AIMultiple ResearchAIMultiple Research

Guide to Data Cleaning in '24: Steps to Clean Data & Best Tools

Since data is the fuel of machine learning and artificial intelligence technology, businesses need to ensure the quality of data. Though data marketplaces and other data providers can help organizations obtain clean and structured data, these platforms don’t enable businesses to ensure data quality for the organization’s own data. Therefore, businesses need to understand the necessary steps of a data cleaning strategy and use data cleaning tools to eliminate issues in data sets.

Data cleaning (or data cleansing, data scrubbing) broadly refers to the processes that have been developed to help organizations have better data. These processes have a wide range of benefits for any organization that chooses to implement them, but better decision making may be the one that comes to mind first. 
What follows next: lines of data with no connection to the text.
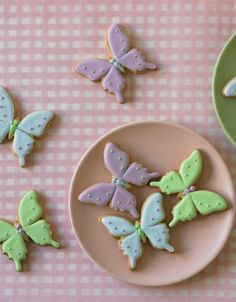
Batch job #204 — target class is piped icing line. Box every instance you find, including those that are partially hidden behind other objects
[99,193,174,270]
[150,149,227,227]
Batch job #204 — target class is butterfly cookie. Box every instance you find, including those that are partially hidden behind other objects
[0,87,53,167]
[0,191,60,272]
[75,24,156,103]
[222,77,236,98]
[99,193,174,270]
[150,150,227,227]
[79,143,159,218]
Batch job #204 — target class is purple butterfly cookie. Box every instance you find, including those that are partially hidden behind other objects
[75,24,156,103]
[79,143,159,218]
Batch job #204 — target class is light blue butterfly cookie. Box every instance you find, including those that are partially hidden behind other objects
[0,87,54,166]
Some common questions related to data cleaning that we cover in this post include:

What is data cleaning?

Data cleaning, or cleansing, is the process of correcting and deleting inaccurate records from a database or table. Broadly speaking data cleaning or cleansing consists of identifying and replacing incomplete, inaccurate, irrelevant, or otherwise problematic (‘dirty’) data and records.

With effective cleansing, all data sets should be consistent and free of any errors that could be problematic during later use or analysis.

Data migration is the process of extracting data from one location and transferring it to another. Although the process might seem simple, its main challenge is that location where the extracted data will ultimately be housed in might already contain duplicates, be incomplete, or could be wrongly formatted.

Explore 7 best data migration tools and best practices.

Why do we need data cleaning?

Data is arguably one of the most vital assets an organization has to help support and guide its success. According to an IBM study, poor data quality costs 3.1 trillion dollars per year in the US. Poor quality data should be fixed immediately as seen on the graph below, cost of poor data increases exponentially according to the 1-10-100 quality principle.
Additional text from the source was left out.